There's a void at the center of the movie, a lack of motivation of any kind. To make up for this the story tries to distract us with cool sights (like a lake that turns everything that touches the water into gold) and neat ideas (like Eustace getting turned into a dragon so we don't have to listen to him constantly complain). There are plenty of cool things going on, but they're all stitch on to a threadbare story that doesn't really go anywhere. "We have to find the seven lords, and to do that we have to collect their seven magical swords which also had never been mentioned before now but apparently are critical to the functioning of Narnia. Okay, anything else you want to retcon in while we're at it?" It just doesn't work.

But, again, this isn't really the fault of the movie; this threadbare plot was in the book, too. It's part of the reason why I barely remember anything about this story: it's just not interesting. While the other books from the series easily stuck in my head, this novel felt like padding, a bit of a diversion before the next tome came out. A few interesting ideas the author wanted to explore but not enough to really carry a full adventure. The movies, going in order and adapting each of the novels in turn, had to tackle this story but there's not a lot that could be done with a tome this tedious.

Of course, some blame can be laid at the feet of the production team because they were devout in their idea that they had to adapt the novel faithfully. This gets back to a point I raise when talking about Lion, et al where the production team was clearly trying to ape the style of Peter's Jackson's Lord of the Rings movies, a trilogy of films that tried very hard to adapt every page of their books to the screen, minute-by-minute (especially if you watch the Extended Editions).

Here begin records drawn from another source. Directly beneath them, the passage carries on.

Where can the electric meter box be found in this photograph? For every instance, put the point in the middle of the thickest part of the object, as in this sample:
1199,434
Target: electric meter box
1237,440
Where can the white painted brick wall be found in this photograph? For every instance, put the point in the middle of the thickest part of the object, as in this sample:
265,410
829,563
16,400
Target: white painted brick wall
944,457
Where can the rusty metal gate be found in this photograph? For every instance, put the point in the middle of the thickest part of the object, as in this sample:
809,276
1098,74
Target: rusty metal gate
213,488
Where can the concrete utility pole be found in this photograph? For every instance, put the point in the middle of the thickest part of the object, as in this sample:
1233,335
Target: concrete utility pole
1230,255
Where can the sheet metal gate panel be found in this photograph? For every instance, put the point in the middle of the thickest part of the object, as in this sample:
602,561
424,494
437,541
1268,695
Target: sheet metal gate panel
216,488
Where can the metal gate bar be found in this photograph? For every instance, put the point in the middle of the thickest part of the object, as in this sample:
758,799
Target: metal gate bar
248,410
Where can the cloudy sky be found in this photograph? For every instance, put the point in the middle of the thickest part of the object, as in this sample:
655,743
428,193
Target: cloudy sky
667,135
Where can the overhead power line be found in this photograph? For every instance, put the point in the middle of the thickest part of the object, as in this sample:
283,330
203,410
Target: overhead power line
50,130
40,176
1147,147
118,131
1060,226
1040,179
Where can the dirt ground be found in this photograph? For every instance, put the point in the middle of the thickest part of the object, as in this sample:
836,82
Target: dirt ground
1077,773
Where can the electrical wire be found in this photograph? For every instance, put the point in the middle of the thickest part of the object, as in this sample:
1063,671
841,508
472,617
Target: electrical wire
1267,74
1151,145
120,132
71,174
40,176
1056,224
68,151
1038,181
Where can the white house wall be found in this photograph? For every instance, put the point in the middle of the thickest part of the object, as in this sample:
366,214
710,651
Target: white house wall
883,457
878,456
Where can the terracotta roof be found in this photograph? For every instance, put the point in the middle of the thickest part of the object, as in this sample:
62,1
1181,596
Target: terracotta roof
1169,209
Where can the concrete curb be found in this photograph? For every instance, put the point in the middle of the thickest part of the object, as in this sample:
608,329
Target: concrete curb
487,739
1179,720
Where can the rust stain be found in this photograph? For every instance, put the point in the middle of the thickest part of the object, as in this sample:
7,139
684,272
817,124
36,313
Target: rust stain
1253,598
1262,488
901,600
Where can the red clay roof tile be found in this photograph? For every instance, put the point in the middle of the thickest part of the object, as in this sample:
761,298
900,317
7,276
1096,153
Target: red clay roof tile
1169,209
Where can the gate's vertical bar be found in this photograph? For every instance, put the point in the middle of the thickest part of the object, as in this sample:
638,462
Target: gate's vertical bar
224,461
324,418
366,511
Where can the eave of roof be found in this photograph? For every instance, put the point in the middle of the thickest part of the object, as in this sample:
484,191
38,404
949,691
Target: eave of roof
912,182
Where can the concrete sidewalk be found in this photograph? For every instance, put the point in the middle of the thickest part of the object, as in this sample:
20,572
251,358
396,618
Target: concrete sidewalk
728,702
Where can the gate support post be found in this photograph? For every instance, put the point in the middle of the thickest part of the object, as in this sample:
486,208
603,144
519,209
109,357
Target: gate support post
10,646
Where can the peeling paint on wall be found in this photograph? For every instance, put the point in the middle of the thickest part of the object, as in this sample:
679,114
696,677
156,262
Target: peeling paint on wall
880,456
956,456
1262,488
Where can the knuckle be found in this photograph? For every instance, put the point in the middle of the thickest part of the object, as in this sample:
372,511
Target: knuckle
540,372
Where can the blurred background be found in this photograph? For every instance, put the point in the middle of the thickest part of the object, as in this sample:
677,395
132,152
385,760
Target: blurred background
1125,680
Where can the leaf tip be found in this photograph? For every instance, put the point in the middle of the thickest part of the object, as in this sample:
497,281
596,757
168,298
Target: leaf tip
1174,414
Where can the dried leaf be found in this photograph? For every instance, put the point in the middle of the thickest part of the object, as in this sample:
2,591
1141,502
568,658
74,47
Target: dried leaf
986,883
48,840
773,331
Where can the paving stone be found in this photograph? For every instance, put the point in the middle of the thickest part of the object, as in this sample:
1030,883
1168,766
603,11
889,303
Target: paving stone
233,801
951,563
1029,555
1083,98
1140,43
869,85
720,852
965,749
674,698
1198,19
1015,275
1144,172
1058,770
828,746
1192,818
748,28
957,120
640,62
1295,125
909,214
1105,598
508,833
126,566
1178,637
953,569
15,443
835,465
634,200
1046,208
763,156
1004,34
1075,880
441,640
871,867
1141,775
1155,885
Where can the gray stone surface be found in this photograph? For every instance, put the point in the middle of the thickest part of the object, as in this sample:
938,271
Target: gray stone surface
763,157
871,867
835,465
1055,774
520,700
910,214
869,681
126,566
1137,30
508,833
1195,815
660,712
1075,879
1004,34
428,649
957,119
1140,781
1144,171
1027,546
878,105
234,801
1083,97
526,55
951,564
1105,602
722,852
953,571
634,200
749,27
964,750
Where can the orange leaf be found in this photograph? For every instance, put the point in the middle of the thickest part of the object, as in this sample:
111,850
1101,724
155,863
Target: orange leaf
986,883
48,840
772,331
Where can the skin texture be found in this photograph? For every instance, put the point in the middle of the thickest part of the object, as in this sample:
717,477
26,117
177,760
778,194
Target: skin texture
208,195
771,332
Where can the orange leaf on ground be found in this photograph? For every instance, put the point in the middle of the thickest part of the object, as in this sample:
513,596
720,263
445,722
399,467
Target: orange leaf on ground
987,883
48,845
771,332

The producers of Narnia wanted to do the same thing thinking this is what audiences expected: truly faithful adaptations that didn't take any liberties and made every page live on the screen.

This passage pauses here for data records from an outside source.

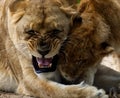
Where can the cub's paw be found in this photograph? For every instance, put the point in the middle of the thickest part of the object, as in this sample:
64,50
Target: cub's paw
85,91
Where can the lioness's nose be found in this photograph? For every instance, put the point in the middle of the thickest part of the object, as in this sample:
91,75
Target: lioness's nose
44,48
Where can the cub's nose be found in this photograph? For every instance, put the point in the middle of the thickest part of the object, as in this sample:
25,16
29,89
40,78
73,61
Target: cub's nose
44,48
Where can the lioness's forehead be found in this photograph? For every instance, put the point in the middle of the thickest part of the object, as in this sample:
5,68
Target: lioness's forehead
46,13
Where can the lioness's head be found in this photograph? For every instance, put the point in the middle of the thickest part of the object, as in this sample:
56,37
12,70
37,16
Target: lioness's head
38,29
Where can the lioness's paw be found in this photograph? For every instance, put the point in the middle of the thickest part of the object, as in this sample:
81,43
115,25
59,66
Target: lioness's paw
93,92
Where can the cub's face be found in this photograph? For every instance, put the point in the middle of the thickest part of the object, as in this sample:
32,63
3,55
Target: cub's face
38,29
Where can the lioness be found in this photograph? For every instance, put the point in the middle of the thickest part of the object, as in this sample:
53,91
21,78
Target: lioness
95,33
31,35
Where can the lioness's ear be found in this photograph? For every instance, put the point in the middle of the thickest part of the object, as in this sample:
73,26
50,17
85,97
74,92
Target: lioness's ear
17,10
106,48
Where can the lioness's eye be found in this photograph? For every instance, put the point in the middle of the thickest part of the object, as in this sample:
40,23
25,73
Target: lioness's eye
31,32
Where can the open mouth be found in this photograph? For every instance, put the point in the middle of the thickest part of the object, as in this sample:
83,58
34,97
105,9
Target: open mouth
45,64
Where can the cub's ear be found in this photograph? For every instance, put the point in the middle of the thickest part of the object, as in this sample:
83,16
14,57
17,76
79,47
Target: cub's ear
74,13
17,10
106,48
70,11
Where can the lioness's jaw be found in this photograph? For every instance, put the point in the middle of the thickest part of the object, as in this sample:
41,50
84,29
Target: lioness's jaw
38,31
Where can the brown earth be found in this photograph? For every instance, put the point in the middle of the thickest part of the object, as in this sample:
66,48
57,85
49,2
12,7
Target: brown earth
111,61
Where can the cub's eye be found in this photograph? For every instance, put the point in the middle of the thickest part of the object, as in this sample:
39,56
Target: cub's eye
56,31
31,32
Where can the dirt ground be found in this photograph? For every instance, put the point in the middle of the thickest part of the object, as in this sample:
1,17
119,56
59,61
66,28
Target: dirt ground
111,61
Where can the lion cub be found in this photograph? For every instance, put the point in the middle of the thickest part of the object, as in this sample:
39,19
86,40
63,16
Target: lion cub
31,35
95,33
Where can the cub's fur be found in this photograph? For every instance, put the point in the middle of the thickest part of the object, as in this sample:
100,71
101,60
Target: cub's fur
31,35
95,34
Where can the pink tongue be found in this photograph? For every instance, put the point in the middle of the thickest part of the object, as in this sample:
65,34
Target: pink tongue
44,62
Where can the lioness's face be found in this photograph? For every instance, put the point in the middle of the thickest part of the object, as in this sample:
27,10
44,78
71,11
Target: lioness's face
38,28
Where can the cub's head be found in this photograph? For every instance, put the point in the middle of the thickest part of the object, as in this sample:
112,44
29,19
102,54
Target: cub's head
38,29
87,43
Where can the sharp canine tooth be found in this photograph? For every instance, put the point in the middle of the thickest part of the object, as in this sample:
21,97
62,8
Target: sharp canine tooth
50,64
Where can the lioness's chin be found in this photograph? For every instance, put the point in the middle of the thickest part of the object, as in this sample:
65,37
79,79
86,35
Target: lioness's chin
44,64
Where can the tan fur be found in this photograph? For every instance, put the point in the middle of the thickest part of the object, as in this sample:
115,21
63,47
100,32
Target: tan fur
18,44
94,34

That doesn't always work, though, as not every novel is worth adapting to the screen, one-to-one. Stories on the page are different than those told in live action, but (especially after Lord of the Rings) there was an expectation that novels would be adapted exactly. It's a "damned if you do, damned if you don't" proposition because the producers could either make the movie faithful and potentially make a boring film (as they did here), or they could take liberties and quite possibly alienate the core base of Narnia fans. I understand the impulse, the reason the film was made this way, but that doesn't make it forgivable.

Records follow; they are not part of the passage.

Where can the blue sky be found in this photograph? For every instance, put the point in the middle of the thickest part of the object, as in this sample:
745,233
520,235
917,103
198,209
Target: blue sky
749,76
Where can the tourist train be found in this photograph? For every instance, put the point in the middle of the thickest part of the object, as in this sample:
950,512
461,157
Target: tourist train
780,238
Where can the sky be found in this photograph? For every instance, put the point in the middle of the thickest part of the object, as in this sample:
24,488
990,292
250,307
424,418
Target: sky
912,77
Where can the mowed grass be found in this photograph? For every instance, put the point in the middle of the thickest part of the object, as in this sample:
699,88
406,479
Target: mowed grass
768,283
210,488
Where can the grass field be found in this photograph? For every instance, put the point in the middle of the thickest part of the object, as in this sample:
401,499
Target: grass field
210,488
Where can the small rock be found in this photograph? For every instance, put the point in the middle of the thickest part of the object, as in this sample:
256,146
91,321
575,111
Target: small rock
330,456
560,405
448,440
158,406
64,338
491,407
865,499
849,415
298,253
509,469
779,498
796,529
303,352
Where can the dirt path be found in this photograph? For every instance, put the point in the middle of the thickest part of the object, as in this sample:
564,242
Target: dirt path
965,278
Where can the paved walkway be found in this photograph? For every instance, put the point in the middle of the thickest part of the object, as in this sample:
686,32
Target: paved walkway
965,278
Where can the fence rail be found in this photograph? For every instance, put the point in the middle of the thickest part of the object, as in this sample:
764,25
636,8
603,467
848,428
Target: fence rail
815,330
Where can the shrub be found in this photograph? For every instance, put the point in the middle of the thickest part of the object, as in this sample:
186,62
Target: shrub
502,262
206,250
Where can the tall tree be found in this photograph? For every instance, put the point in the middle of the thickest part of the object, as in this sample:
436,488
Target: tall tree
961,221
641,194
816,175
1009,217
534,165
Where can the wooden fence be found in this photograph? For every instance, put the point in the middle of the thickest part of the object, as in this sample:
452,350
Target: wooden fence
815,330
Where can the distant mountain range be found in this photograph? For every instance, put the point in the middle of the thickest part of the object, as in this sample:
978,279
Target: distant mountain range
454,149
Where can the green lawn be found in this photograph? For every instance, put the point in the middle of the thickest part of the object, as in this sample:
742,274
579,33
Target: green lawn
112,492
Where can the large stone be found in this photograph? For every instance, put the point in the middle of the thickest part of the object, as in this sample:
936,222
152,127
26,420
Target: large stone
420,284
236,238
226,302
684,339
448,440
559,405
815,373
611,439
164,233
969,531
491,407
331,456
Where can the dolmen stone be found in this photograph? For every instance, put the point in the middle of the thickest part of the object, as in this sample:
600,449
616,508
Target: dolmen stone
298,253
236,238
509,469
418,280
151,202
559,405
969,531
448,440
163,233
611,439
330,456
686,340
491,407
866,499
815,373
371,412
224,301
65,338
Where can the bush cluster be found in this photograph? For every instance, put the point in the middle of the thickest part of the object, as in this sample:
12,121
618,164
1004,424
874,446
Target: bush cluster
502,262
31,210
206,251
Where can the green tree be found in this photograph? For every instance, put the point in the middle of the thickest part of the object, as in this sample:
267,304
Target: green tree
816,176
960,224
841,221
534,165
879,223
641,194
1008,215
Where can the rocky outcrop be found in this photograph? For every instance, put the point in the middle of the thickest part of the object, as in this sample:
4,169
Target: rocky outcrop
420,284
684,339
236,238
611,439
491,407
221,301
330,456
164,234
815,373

It's tragic, too, because it's plain that a lot of care went into the production. The special effects are even better here than in the previous films (just wait for Azlan to show up because the SFX team really got the fine hairs and fur of the lion just right). Not everything is perfect -- Dragon-Eustace is pretty hideous -- but overall the effects, sets, and design are all top notch. This is paired with even better acting from the three leads, meaning that every part of this production, outside the story, was fantastic. This easily could have been the best of the trilogy... if only they could have done something interesting with the story.

Instead we have a wonderful team putting their hearts and souls into a story I struggled to pay attention to. I wanted to like Voyage of the Dawn Treader since it's the third film in a series that was showing great signs of life, and also because it's the final film in the series (since Walden lost the license to the films soon after), but sadly the series ends on a poor note, a final film that fails to cap the trilogy in a satisfying way.